Pei W, Baron H, Müller-Myhsok B
Sino-German Laboratory for Molecular Medicine, Fu Wai Hospital, Cardiovascular Institute, PUMC & CAMS, Beijing 100037, China.
Zhonghua Yi Xue Za Zhi. 2000 Jan;80(1):25-7.
To examine familial combined hyperlipidemia (FCHL) families from nonisolated regions in China and Germany to see if we could corroborate support for a chromosome 1q FCHL locus in more general populations.
We recruited 24 German families with 133 members and 12 Chinese families with a total of 81 members in China. The markers ApoA2, D1S1677, D1S104, and D1S194 were examined by multipoint linkage analysis.
Multipoint linkage analysis allowing for heterogeneity gave a maximum LOD score (HLOD) of 1.97 right over D1S194, estimating the proportion of linked families at 17%. This marker was adjacent to D1S104. The evidence for linkage was roughly the same both in the German (13%, HLOD(D1S194) = 1.08) and Chinese families (proportion of linked families 26%, HLOD(D1S194) = 0.97).
In the light of the relatively small numbers and the heterogeneity our populations represent, we interpret our observations as encouraging support for the recent findings indicating the presence of linkage for FCHL on chromosome 1q21-23.
研究来自中国和德国非隔离地区的家族性混合型高脂血症(FCHL)家庭,以确定在更广泛人群中是否能进一步支持1号染色体上FCHL基因座的存在。

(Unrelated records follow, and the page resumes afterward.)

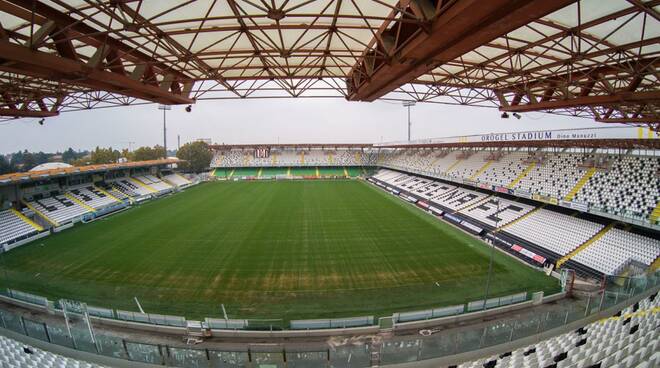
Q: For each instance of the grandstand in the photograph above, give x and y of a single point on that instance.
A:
(560, 209)
(532, 248)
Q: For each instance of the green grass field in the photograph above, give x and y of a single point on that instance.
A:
(285, 249)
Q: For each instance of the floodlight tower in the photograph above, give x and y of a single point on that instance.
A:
(164, 108)
(492, 250)
(408, 104)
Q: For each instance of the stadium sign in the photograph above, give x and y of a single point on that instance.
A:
(610, 133)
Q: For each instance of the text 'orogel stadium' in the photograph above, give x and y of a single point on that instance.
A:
(518, 251)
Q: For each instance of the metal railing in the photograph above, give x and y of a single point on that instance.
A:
(350, 353)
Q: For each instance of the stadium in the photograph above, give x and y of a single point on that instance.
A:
(535, 247)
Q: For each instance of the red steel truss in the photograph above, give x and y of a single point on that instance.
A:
(586, 58)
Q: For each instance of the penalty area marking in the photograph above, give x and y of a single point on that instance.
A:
(138, 303)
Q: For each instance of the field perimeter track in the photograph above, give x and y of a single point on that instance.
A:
(280, 249)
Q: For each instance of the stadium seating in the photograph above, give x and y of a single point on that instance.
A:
(130, 188)
(630, 340)
(630, 187)
(487, 212)
(554, 231)
(468, 167)
(459, 198)
(603, 250)
(18, 355)
(177, 180)
(505, 170)
(92, 197)
(290, 158)
(13, 228)
(154, 183)
(59, 208)
(556, 176)
(611, 252)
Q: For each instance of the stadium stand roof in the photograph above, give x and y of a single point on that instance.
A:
(603, 137)
(218, 147)
(50, 166)
(587, 58)
(65, 171)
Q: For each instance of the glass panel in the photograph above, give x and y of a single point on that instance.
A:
(13, 322)
(307, 359)
(394, 352)
(83, 340)
(228, 359)
(35, 329)
(553, 319)
(111, 346)
(351, 357)
(526, 327)
(469, 340)
(439, 345)
(268, 359)
(59, 336)
(188, 358)
(144, 353)
(497, 333)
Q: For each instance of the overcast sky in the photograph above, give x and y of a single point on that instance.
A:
(265, 121)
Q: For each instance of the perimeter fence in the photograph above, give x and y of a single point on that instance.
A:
(344, 353)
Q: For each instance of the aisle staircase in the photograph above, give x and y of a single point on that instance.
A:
(481, 170)
(453, 166)
(521, 217)
(152, 190)
(40, 214)
(358, 158)
(584, 245)
(27, 220)
(585, 178)
(655, 215)
(520, 177)
(655, 265)
(79, 202)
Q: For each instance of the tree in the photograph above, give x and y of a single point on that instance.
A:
(27, 161)
(69, 155)
(148, 153)
(5, 166)
(104, 156)
(196, 156)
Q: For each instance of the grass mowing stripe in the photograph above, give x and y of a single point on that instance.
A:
(276, 249)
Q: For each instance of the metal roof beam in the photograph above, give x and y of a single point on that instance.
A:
(616, 98)
(24, 113)
(450, 34)
(49, 66)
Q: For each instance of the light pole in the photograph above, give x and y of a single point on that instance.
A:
(408, 104)
(164, 108)
(492, 250)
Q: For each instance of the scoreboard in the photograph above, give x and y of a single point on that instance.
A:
(262, 152)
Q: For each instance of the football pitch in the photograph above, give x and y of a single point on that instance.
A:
(268, 249)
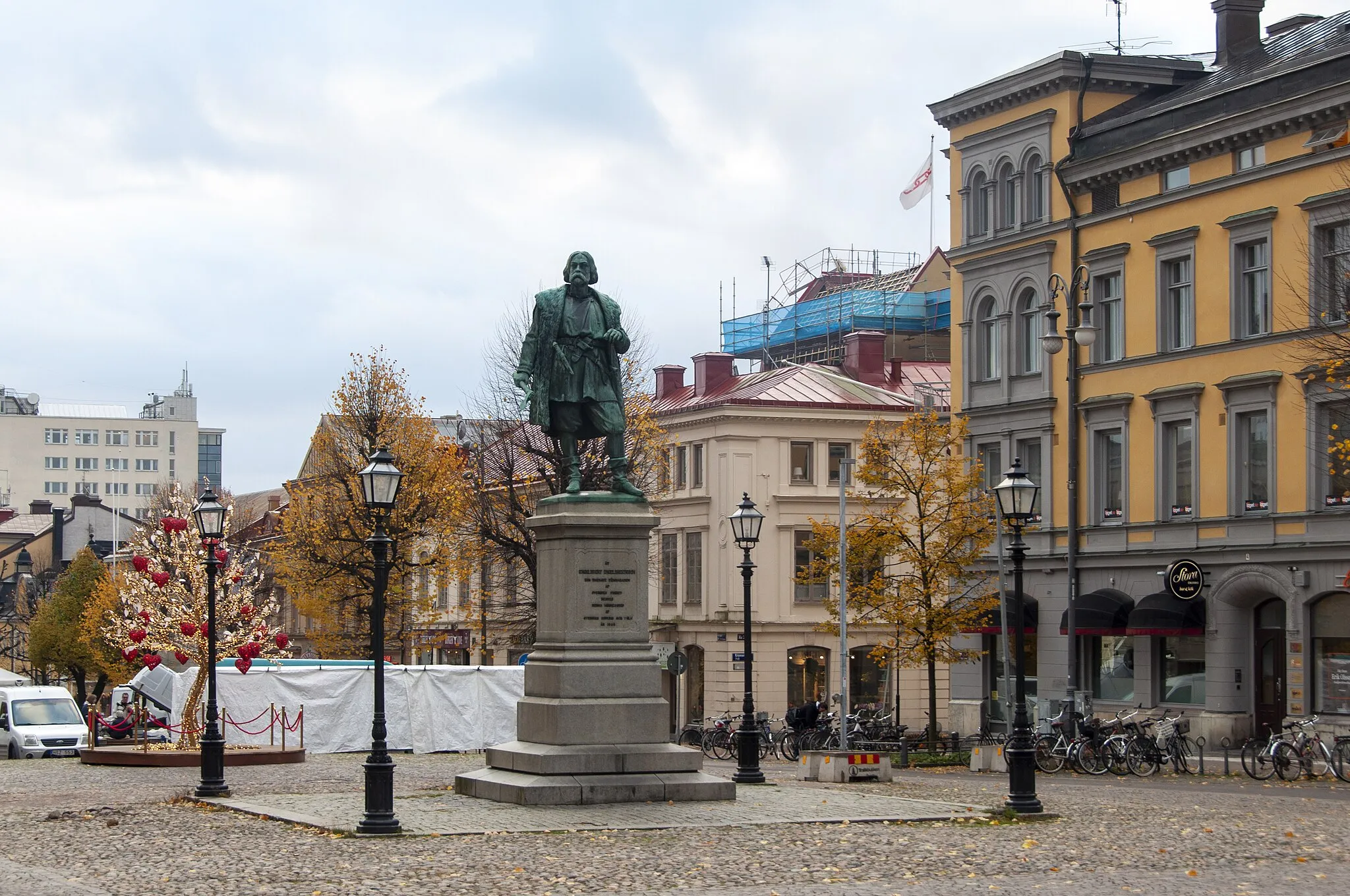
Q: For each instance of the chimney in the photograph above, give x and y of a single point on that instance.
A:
(668, 378)
(711, 372)
(1237, 29)
(1291, 23)
(864, 356)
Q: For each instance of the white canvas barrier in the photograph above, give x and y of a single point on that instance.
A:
(427, 709)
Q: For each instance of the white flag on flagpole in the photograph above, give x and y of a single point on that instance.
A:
(920, 185)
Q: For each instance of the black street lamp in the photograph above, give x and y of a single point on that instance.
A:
(746, 525)
(1017, 498)
(211, 526)
(380, 486)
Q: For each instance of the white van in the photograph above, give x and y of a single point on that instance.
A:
(38, 722)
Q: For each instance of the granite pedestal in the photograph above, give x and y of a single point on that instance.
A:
(593, 725)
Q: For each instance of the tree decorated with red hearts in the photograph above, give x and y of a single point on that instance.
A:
(162, 602)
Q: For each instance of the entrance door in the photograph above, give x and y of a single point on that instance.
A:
(1270, 667)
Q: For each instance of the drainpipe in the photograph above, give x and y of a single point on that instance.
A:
(1071, 559)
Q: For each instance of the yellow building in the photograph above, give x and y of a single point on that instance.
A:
(1208, 203)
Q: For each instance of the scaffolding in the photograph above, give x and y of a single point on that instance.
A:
(836, 292)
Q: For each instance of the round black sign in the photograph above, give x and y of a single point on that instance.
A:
(1185, 578)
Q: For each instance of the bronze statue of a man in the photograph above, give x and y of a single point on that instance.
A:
(569, 369)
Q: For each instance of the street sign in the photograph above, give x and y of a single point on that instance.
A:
(1185, 579)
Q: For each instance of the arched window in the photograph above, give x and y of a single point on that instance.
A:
(987, 341)
(979, 204)
(1029, 329)
(1332, 654)
(1007, 198)
(1034, 180)
(807, 675)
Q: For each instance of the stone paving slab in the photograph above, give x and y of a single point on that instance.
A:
(439, 813)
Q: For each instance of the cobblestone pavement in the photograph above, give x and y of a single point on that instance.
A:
(72, 830)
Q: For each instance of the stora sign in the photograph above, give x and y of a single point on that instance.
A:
(1185, 578)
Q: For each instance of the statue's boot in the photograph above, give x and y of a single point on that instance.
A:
(619, 481)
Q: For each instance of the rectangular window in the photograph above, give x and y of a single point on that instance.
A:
(1110, 474)
(1253, 289)
(1254, 455)
(802, 557)
(838, 453)
(1110, 319)
(1176, 179)
(693, 567)
(1179, 467)
(1177, 304)
(1183, 669)
(801, 461)
(670, 567)
(1250, 157)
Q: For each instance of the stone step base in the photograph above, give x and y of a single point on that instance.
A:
(523, 789)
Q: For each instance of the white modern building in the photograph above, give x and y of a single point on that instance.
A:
(54, 450)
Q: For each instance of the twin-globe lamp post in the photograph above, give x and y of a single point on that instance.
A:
(380, 486)
(1082, 331)
(211, 526)
(746, 525)
(1017, 499)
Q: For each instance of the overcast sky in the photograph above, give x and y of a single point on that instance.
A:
(258, 189)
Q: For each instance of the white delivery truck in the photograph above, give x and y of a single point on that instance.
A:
(40, 721)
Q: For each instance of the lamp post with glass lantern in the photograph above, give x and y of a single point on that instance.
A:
(1017, 498)
(211, 528)
(746, 525)
(380, 486)
(1082, 332)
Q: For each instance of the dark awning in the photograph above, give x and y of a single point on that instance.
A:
(1102, 611)
(1163, 614)
(993, 623)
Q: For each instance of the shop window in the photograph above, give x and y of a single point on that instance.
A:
(1183, 669)
(807, 675)
(1332, 654)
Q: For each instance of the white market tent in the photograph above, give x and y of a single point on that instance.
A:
(428, 708)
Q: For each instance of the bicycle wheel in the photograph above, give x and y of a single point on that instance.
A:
(1047, 759)
(1256, 760)
(1288, 762)
(1142, 758)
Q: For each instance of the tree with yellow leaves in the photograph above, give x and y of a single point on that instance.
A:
(323, 559)
(917, 547)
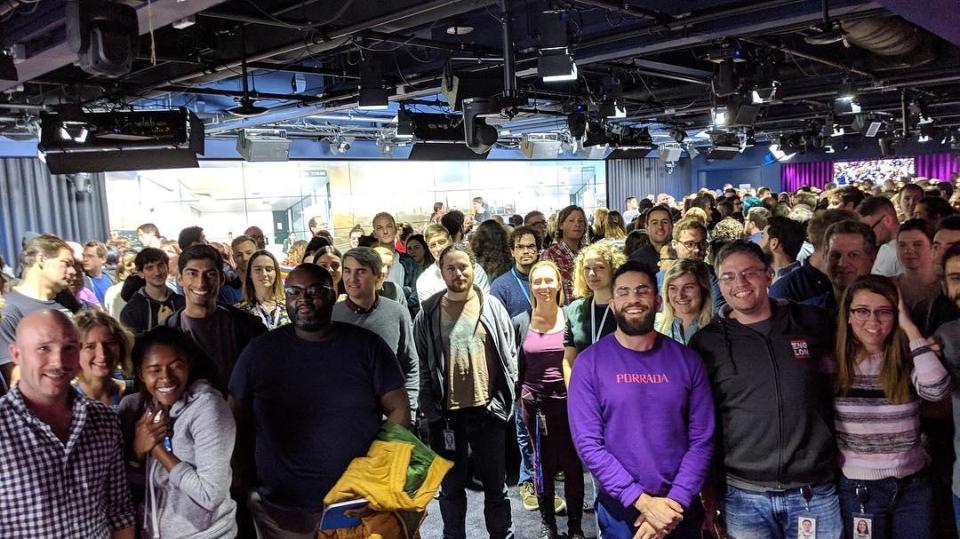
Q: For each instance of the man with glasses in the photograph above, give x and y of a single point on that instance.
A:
(222, 331)
(879, 214)
(774, 399)
(513, 287)
(309, 397)
(850, 249)
(642, 419)
(658, 222)
(538, 222)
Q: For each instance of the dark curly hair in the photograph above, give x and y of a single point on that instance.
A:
(491, 245)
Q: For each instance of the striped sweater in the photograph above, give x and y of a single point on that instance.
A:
(878, 439)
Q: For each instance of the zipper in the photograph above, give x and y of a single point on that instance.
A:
(776, 380)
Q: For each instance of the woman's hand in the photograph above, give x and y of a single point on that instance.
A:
(148, 434)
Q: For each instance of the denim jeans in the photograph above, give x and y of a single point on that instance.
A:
(475, 432)
(899, 507)
(614, 521)
(774, 515)
(526, 451)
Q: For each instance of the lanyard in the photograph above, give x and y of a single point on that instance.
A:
(526, 292)
(594, 330)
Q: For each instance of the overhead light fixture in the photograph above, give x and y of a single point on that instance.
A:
(719, 116)
(373, 96)
(766, 94)
(555, 63)
(613, 108)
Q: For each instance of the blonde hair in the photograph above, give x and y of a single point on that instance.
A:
(547, 264)
(610, 254)
(88, 319)
(702, 275)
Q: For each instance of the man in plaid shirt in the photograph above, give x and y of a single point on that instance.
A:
(61, 464)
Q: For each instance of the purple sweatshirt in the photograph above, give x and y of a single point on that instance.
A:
(642, 421)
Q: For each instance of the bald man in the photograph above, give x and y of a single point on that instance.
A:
(62, 454)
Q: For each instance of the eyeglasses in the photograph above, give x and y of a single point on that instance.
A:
(862, 314)
(315, 291)
(748, 274)
(624, 291)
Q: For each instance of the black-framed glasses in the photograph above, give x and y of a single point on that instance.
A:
(883, 314)
(315, 291)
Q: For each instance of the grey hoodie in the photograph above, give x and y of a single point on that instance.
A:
(193, 499)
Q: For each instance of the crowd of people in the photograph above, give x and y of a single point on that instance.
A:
(745, 362)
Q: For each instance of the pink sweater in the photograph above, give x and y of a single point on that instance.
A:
(878, 439)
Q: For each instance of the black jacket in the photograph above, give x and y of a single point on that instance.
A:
(773, 396)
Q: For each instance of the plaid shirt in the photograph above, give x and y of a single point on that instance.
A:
(563, 257)
(51, 489)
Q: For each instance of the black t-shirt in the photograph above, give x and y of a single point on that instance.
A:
(315, 406)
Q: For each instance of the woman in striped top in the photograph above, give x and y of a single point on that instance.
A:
(883, 366)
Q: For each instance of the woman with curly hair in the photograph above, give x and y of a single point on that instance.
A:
(589, 317)
(491, 245)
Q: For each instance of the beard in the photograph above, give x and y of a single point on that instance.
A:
(637, 326)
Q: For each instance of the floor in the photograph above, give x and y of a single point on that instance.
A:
(526, 524)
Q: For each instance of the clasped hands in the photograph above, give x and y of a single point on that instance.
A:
(658, 516)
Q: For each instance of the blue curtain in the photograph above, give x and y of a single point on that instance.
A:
(72, 206)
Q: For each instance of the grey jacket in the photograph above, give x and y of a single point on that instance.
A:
(193, 499)
(433, 362)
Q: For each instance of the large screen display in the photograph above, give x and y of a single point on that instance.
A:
(879, 170)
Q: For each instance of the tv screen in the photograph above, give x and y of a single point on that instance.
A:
(878, 171)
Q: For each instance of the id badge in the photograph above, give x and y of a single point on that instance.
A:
(449, 441)
(542, 422)
(862, 525)
(806, 527)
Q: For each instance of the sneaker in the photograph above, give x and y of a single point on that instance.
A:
(528, 496)
(547, 533)
(559, 505)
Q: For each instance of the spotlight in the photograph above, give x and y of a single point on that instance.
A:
(766, 94)
(373, 96)
(479, 136)
(720, 116)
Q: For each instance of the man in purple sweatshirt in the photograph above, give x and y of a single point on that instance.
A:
(642, 418)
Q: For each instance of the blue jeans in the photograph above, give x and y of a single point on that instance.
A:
(476, 432)
(526, 451)
(900, 507)
(774, 515)
(614, 521)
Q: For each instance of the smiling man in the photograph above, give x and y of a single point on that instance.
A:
(309, 397)
(468, 370)
(648, 477)
(774, 399)
(62, 453)
(362, 268)
(221, 331)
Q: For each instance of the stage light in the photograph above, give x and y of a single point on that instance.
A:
(373, 96)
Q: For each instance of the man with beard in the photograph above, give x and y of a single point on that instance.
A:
(468, 370)
(642, 418)
(309, 396)
(513, 287)
(851, 248)
(781, 241)
(768, 364)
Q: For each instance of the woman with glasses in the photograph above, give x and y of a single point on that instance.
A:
(884, 367)
(263, 290)
(688, 300)
(590, 317)
(543, 400)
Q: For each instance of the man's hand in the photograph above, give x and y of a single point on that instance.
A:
(663, 514)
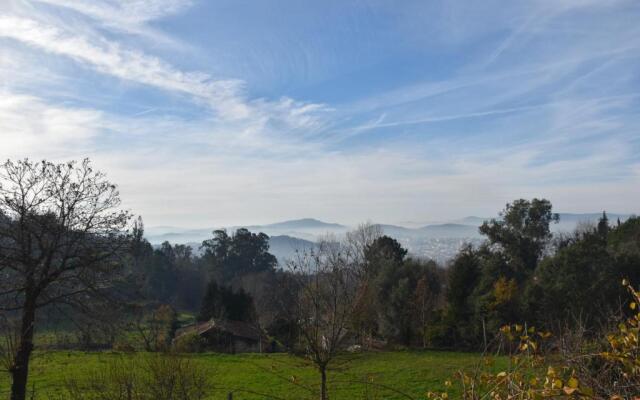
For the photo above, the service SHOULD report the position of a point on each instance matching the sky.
(215, 112)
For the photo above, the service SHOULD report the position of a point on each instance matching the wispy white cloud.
(540, 106)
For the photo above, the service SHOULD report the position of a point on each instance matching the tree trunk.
(323, 383)
(20, 369)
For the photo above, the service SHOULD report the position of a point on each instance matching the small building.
(226, 336)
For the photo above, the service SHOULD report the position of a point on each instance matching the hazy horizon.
(217, 113)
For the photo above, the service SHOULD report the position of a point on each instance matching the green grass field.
(390, 375)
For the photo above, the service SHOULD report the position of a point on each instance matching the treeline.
(522, 273)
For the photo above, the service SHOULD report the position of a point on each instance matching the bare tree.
(61, 230)
(326, 286)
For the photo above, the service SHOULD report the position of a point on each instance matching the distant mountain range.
(437, 241)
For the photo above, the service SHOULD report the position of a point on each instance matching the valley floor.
(379, 375)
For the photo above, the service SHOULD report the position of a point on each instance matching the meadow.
(375, 375)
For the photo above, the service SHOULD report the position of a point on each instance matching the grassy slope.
(279, 375)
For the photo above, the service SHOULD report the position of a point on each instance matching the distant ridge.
(304, 223)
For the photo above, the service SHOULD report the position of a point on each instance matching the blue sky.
(210, 112)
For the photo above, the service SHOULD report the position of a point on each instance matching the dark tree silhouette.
(61, 231)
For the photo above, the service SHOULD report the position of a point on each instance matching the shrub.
(189, 343)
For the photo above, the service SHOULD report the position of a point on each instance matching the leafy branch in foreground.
(524, 378)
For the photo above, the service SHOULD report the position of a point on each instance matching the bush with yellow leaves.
(525, 379)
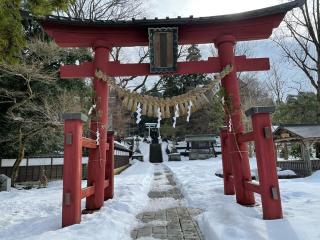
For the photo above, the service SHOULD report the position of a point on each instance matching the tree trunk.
(318, 101)
(15, 168)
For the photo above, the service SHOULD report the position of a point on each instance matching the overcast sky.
(198, 8)
(202, 8)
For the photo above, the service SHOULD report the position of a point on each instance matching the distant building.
(201, 146)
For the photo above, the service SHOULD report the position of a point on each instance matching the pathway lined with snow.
(166, 216)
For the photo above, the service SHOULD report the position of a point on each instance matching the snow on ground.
(224, 219)
(36, 213)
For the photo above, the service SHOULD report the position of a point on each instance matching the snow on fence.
(300, 167)
(30, 167)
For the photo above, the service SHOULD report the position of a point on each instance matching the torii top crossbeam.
(252, 25)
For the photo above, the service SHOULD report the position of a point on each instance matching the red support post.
(109, 191)
(72, 168)
(238, 151)
(226, 163)
(97, 156)
(266, 162)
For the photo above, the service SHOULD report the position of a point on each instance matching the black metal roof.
(278, 9)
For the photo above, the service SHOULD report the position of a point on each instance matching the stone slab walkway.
(174, 223)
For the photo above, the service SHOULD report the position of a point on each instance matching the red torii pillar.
(97, 156)
(238, 151)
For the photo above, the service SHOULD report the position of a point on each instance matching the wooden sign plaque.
(163, 46)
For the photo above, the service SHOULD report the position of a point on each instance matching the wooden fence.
(30, 167)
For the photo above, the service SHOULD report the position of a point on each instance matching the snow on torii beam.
(212, 65)
(252, 25)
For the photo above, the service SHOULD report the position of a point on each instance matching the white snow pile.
(224, 219)
(36, 213)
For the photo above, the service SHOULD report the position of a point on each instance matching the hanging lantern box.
(163, 46)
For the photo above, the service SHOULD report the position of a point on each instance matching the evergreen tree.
(12, 33)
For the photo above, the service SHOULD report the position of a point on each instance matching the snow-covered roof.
(302, 131)
(200, 137)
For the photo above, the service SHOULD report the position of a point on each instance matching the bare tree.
(276, 83)
(300, 42)
(105, 9)
(28, 110)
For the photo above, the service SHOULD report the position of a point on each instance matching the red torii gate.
(224, 31)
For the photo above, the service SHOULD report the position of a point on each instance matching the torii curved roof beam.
(252, 25)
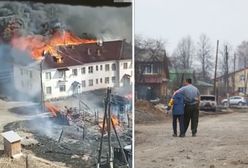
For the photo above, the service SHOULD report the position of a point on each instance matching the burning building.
(71, 66)
(151, 75)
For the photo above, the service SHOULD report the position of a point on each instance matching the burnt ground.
(221, 142)
(40, 139)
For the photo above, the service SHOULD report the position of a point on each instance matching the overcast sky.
(226, 20)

我们招募了24个德国家庭(共133名成员)和12个中国家庭(共81名成员)。通过多点连锁分析检测载脂蛋白A2(ApoA2)、D1S1677、D1S104和D1S194这些标记。
考虑到遗传异质性的多点连锁分析在D1S194位点上得到的最大对数优势分数(HLOD)为1.97,估计连锁家庭的比例为17%。该标记与D1S104相邻。在德国家庭(13%,HLOD(D1S194) = 1.08)和中国家庭(连锁家庭比例26%,HLOD(D1S194) = 0.97)中,连锁证据大致相同。
鉴于我们所研究人群数量相对较少且存在遗传异质性,我们认为我们的观察结果为最近关于1号染色体1q21 - 23区域存在FCHL连锁的研究结果提供了有力支持。